Podkreśliła, że szczepienie dzieci jest w Polsce obowiązkowe, a dzięki szczepieniom zarówno w Polsce, jak i w Europie od wielu lat nie mamy śmiertelnych chorób zakaźnych.
- Dzięki szczepieniom całych populacji ochronione mogą być również te osoby, które z różnych powodów szczepione być nie mogą. Jeśli rodzice nie będą szczepili swoich dzieci, te choroby będą mogły wrócić. Wówczas w pierwszej kolejności narażone będą te dzieci, które być zaszczepione nie mogły, tak jak w tym konkretnym przypadku - stwierdziła pani sędzia.
Tak jak w Bułgarii
Innego zdania jest mecenas Arkadiusz Tetela, obrońca rodziców spod Gniewkowa. Po rozprawie w jednym zdaniu stwierdził, iż wyrok go ucieszył. Zaraz po tym wygłosił swój komentarz na temat obowiązkowego szczepienia.
- Uważam, że każdy rodzic, który odmawia szczepienia noworodka w szpitalu postępuje w sposób odpowiedzialny i roztropny. Tylko w Polsce i Bułgarii wykonywane są pierwsze szczepienia noworodkom. W innych krajach robi się to po upływie trzech miesięcy. Te pierwsze szczepienia wśród przeciwwskazań przewidują wystąpienie obniżenia nabytej lub wrodzonej odporności. W polskich szpitalach nie ma procedury badania odporności.

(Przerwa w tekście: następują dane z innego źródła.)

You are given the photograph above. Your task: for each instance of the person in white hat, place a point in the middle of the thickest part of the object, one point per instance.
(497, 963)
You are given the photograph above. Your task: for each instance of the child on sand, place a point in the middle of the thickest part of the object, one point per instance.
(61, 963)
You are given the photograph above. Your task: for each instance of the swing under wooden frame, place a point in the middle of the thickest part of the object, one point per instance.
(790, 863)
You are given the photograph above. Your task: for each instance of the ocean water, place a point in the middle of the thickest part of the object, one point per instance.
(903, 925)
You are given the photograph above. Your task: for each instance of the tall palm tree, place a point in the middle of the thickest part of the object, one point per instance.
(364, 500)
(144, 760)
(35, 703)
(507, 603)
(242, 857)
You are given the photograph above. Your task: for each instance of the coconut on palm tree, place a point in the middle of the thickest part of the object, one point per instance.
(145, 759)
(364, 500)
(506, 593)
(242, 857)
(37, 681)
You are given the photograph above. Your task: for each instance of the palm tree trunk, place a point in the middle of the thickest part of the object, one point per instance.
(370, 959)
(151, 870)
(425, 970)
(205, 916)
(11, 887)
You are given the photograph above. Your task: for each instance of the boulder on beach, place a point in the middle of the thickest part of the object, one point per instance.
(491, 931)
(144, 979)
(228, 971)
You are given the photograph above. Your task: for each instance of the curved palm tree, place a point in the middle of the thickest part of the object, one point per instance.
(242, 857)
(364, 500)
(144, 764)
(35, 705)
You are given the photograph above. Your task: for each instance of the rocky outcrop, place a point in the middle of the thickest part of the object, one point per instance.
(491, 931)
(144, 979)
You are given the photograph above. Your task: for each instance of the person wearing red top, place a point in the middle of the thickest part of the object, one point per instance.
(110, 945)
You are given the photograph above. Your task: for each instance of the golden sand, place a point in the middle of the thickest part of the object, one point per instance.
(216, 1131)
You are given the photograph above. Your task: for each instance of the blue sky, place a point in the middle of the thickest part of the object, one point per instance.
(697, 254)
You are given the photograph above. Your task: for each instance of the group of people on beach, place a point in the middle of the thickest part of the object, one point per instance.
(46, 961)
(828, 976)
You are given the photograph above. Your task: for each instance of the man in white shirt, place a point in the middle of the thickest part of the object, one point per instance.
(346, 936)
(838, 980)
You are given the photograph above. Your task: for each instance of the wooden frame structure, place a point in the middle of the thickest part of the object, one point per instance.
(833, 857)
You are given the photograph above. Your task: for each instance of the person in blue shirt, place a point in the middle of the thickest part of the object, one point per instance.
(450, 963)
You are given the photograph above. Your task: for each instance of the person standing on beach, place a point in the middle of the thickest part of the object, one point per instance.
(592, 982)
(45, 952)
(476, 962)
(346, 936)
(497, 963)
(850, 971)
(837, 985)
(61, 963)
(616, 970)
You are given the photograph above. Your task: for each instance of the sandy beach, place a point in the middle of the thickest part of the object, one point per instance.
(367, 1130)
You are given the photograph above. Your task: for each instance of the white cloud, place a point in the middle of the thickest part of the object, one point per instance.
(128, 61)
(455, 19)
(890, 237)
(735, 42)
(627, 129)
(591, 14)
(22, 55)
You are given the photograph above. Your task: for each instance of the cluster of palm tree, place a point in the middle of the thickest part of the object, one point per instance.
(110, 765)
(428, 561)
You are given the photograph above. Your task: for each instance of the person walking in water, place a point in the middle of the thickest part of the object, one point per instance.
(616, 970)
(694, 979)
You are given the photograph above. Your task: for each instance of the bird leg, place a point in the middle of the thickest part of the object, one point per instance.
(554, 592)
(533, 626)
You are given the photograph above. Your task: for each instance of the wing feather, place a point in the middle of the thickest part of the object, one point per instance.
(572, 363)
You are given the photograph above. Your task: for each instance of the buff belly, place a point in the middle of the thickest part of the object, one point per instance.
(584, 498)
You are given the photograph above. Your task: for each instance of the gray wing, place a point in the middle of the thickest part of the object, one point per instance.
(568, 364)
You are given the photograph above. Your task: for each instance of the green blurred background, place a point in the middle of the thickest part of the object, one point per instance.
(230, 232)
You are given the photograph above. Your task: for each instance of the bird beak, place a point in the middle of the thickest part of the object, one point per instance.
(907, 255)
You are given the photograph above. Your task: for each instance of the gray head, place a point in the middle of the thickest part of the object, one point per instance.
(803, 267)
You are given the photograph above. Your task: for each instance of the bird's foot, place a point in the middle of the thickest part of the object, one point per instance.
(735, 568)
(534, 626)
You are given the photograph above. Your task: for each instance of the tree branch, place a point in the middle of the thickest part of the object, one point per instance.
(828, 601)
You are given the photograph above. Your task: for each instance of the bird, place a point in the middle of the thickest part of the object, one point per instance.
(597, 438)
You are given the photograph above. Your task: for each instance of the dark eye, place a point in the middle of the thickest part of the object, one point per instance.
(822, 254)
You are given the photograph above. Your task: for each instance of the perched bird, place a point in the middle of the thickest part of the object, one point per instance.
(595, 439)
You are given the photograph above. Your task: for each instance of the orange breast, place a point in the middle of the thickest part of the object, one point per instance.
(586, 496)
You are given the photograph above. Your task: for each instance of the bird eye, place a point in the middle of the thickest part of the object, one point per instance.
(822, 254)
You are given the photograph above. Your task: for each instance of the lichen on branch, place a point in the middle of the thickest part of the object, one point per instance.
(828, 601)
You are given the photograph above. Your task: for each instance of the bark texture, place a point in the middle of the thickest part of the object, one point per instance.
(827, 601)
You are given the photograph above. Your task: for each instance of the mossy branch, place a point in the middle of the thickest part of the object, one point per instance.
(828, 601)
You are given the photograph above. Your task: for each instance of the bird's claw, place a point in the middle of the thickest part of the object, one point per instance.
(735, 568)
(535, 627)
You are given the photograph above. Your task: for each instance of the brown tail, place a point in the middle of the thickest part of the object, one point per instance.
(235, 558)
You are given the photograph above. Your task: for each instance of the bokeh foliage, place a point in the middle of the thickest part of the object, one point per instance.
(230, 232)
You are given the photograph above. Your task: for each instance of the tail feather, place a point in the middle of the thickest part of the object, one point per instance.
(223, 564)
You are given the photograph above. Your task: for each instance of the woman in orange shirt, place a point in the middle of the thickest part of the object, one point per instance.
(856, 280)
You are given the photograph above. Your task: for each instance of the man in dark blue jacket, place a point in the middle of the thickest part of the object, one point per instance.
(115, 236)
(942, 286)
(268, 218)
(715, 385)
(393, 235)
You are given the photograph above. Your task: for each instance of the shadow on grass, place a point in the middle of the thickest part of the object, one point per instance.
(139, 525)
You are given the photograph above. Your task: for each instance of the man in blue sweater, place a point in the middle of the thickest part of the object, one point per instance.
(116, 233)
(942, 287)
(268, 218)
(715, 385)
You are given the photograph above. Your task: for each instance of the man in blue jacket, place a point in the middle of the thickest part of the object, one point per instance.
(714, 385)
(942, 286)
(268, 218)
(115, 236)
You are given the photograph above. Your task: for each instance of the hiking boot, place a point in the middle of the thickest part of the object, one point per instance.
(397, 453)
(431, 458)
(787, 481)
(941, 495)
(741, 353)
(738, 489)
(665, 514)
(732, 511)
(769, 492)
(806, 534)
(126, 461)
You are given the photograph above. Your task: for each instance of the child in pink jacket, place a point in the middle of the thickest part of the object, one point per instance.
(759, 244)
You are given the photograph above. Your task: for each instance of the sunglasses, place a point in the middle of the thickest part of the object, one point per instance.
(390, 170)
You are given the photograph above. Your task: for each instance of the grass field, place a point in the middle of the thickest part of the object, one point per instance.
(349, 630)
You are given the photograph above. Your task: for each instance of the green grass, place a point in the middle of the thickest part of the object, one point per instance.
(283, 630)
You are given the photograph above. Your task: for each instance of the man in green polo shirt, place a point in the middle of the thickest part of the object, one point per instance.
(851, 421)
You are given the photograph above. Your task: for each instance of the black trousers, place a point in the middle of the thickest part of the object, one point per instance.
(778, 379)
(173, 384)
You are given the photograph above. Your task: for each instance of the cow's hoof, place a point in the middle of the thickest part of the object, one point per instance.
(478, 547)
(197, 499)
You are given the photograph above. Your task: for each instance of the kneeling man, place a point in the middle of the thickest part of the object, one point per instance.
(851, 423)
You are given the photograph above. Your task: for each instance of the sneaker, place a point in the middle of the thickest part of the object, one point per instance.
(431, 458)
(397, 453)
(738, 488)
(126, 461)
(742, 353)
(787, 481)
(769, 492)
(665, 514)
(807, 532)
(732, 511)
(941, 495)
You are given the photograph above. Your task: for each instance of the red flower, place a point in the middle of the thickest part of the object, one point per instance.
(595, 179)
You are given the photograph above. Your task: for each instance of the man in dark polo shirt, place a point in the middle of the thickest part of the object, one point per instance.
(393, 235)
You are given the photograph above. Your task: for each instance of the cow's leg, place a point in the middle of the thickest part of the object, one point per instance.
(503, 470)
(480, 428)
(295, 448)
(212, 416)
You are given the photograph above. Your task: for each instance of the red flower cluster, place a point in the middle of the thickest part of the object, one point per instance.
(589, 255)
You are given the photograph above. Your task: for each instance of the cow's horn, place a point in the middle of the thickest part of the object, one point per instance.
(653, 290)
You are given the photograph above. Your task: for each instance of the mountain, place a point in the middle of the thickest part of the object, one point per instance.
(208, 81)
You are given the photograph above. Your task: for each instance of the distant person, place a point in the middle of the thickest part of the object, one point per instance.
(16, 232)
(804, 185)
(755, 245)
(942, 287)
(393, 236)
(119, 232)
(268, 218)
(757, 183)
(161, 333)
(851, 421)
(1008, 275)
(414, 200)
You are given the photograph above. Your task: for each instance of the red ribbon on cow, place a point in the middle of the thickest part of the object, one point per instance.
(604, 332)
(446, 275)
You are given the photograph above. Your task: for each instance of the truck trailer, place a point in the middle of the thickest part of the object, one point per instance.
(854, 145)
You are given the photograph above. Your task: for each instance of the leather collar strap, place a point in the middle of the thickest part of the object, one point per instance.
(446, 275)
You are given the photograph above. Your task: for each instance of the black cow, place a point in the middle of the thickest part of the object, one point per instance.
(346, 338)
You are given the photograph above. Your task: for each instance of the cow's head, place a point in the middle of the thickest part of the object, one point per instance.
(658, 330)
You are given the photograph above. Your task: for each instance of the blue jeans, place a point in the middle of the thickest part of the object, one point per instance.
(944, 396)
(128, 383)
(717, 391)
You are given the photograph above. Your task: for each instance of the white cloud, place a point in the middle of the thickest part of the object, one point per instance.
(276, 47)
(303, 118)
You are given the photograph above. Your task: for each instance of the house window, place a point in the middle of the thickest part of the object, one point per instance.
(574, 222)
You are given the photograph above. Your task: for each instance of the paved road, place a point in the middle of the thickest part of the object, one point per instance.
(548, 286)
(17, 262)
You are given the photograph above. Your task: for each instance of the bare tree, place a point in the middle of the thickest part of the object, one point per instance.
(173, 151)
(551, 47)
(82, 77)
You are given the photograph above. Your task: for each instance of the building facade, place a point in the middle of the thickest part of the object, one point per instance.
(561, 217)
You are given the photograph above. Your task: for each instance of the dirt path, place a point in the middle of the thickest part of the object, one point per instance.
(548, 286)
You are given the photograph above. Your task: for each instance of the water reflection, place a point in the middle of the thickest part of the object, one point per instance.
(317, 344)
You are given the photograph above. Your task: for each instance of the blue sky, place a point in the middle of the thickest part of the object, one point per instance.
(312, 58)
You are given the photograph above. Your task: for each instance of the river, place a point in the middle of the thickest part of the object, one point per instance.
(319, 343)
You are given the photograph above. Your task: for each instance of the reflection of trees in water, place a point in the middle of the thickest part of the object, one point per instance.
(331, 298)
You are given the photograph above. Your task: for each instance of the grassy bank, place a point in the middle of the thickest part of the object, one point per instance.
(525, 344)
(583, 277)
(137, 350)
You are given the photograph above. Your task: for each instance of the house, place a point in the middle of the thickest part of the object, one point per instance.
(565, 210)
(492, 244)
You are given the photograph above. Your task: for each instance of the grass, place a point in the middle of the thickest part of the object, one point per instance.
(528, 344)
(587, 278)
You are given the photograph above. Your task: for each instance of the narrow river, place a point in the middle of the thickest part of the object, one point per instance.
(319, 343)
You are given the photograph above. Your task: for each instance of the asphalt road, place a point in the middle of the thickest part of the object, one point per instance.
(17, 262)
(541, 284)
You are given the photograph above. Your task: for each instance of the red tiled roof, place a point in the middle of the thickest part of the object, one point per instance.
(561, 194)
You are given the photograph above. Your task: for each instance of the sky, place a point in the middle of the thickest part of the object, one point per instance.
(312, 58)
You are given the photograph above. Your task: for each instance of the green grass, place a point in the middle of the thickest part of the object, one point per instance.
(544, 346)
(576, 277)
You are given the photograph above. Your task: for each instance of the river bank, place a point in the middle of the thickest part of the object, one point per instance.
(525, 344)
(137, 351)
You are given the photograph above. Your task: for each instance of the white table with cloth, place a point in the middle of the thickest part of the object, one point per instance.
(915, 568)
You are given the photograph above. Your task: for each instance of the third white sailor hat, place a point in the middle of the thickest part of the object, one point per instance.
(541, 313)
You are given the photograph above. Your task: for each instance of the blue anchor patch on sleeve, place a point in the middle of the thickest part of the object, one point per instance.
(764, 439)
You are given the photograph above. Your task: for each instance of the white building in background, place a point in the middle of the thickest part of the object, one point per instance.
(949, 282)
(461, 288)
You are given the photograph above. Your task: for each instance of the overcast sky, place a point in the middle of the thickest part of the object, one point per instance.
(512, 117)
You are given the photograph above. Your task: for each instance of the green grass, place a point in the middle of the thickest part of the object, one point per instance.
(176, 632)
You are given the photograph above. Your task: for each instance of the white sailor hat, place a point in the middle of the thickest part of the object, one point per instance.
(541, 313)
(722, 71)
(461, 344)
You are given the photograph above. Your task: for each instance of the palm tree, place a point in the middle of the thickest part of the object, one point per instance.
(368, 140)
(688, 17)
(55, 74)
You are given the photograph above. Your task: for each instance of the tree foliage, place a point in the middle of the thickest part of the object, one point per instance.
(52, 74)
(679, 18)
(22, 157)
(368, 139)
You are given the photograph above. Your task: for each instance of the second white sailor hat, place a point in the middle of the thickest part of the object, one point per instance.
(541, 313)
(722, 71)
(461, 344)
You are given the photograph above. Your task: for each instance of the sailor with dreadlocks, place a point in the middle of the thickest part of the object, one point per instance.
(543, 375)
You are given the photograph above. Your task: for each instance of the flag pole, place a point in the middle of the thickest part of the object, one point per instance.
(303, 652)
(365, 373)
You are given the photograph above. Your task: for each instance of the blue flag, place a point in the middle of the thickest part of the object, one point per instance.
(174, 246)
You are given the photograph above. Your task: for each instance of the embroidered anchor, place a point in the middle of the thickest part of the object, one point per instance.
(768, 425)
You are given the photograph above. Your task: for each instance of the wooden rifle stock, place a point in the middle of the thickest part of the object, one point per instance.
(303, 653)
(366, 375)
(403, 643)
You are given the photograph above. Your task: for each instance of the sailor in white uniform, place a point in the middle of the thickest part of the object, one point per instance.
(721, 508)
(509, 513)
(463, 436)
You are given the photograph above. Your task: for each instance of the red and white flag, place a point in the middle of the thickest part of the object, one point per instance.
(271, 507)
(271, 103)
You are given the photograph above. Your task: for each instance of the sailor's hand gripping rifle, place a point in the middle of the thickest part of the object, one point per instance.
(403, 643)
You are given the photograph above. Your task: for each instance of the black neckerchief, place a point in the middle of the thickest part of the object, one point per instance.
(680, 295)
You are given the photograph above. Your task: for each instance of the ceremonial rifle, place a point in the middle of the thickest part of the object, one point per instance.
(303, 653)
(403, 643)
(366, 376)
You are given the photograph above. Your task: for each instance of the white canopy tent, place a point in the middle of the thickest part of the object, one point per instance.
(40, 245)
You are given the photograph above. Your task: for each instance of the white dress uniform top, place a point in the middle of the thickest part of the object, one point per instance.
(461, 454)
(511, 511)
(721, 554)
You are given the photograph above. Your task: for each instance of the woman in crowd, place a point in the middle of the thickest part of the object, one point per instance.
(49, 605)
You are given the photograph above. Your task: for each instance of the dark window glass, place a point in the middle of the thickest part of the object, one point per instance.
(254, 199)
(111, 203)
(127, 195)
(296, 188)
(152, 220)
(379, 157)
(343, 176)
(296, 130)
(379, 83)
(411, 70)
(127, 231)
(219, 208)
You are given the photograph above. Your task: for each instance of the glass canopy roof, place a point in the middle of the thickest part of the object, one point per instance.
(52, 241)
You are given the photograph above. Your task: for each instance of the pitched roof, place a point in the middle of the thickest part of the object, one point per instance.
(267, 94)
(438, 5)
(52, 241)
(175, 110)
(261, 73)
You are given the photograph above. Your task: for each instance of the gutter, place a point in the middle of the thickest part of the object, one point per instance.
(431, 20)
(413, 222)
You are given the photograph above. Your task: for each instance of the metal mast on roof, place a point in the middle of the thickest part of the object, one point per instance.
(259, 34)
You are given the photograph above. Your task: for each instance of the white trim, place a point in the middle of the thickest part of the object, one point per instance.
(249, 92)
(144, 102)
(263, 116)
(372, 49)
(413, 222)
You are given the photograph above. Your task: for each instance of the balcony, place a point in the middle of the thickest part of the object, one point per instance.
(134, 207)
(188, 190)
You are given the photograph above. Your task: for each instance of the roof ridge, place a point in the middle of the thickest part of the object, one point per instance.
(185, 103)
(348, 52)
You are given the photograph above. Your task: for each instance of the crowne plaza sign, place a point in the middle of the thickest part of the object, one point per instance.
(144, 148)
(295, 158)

Z tego wniosek jest prosty - każde podanie szczepienia w szpitalu w pierwszej dobie oznacza ryzyko wystąpienia poważnych powikłań - przekonywał mecenas.
Protest na ulicach
Rodzice po zakończeniu rozprawy byli mocno wzruszeni, zmęczeni, ale i szczęśliwi z uzyskanego wyroku. Gdy pani Iwona wraz z mężem wyszli z gmachu sądu, otrzymali ogromne oklaski od członków i sympatyków Ogólnopolskiego Stowarzyszenia Wiedzy o Szczepieniach „Stop NOP”, którzy od rana protestowali na ulicach miasta.
- Przyjechaliśmy tutaj, żeby bronić rodziny, która za to, że kocha i chroni swoje dziecko została postawiona przed sądem. To jest absurd, żeby za ochronę dziecka składać na kogoś donos do sądu rodzinnego - mówi Justyna Socha, wiceprezes „Stop NOP”.
Z kolei Rafik Ennaoui, członek stowarzyszenia spod Szczecina, dodaje: - Jeżeli pozwolimy odebrać prawa obywatelskie jednej rodzinie, to jutro się może okazać, że państwo sięgnie po inne osoby, w tym mnie czy innych protestujących.
Krzywdzą swoje dzieci
Tymczasem lek. med. Ewa Jankowska, konsultant wojewódzki w dziedzinie epidemiologii, z niepokojem zauważa, iż zjawisko unikania obowiązkowych szczepień dzieci rozlewa się po całym kraju.
- Rodzice nie zdają sobie sprawy, jak bardzo krzywdzą swoje dzieci, nie szczepiąc ich - mówi w rozmowie z red. Jadwigą Aleksandrowicz.